THINK can calculate 2-, 3- and 4-centre pharmacophores, though most users would normally use only 4-centre pharmacophores as these provide far more shape information and resolution.
The following centre types are recognised and used in pharmacophores:
| Centre name | 1-letter code | Description |
| HDON | D | Hydrogen bond donor (may require an attached hydrogen atom) |
| HACC | A | Hydrogen bond acceptor |
| POS | P | Positive charge |
| NEG | N | Negative charge |
| ACID | C | Acid |
| BASE | B | Base |
| AROM | R | Aromatic ring |
| LIP | L | Lipophile |
| MET | M | Metal atom |
| LPD | X | Lone-pair donor (Lewis base) |
| USR1 | W | User-defined centre type 1 |
| USR4 | Z | User-defined centre type 4 |
The user may elect to restrict the pharmacophores to a subset of these centre types. The centre type for each atom is defined by its atom type. The default atom types do not include sulphur as a hydrogen bond acceptor but does include it as a hydrogen bond donor.
Fuzzy pharmacophores are designed to handle the tolerances on the exact positions of the centres (atoms) that define a pharmacophore, which affects the distances between the atoms. When calculating a pharmacophore, THINK allows a tolerance of ±x on each distance. This has the effect of "spreading" the distance across several distance bins, leading to the creation of multiple pharmacophores for a single set of centres. Each of these pharmacophores can be considered to be a fraction of the original pharmacophore. The pharmacophore count is adjusted to take into account these fractional pharmacophores, so that the total count remains unchanged.
For example, a 2-centre pharmacophore has a distance of 4.85Å between the centres. Applying a pharmacophore tolerance of 0.25Å gives a range of possible distances between 4.6 and 5.1Å. The default distance bins that cover this range are 4.0-5.0Å and 5.0-6.0Å: 80% of the distance range lies within the 4.0-5.0Å bin and 20% within the 5.0-6.0Å bin. Thus, this 2-centre pharmacophore would generate two fractional pharmacophores, one with a count of 0.8 and the other with a count of 0.2.
Since the pharmacophore tolerance is applied independently to each of the distances within a pharmacophore, the number of fractional pharmacophores created increases dramatically as the number of centres, and hence the number of distances, rises. This means that pharmacophore calculations may run more slowly than in previous versions, although the algorithms have been speeded up in compensation.
The pharmacophore tolerance x is taken from the 3D tolerance stored in the common variable D3DTOL so that 2x = D3DTOL. The tolerance may be changed through the command CUSTOMISE TOLERANCE=value. Results from earlier versions of THINK can be reproduced by setting the 3D tolerance to zero.

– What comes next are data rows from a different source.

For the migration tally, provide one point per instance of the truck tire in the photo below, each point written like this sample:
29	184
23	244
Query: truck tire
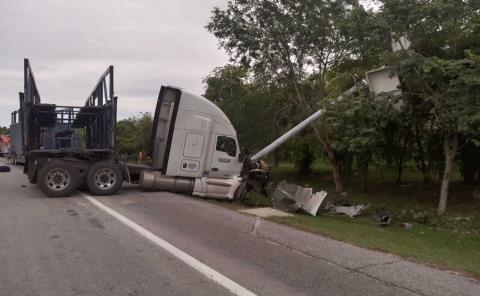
104	178
58	179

A pharmacophore profile is the set of all pharmacophores found across the conformers of a series of molecules. As each individual pharmacophore is generated during the calculation, it is:
Note that the pharmacophore profile shows the spread of pharmacophores across the series of molecules. It does not calculate the sum of the pharmacophores exhibited nor is it normalised. A pharmacophore profile may be saved to a file.
| SAVE FORMAT=PROFILE FILE=file |
| SAVE FILE=filename.pro |
Pharmacophores are normally saved to a file for analysis by another software program. To facilitate the movement of these files between different operating systems a formatted file is used, with the pharmacophore data written in a compressed format using 6 (3-centre) or 10 (4-centre) characters to describe each pharmacophore. If conformer-based counts are enabled then the number of times each pharmacophore occurred will also be saved, increasing the number of characters used per pharmacophore. A full description of the format can be found in Appendix B.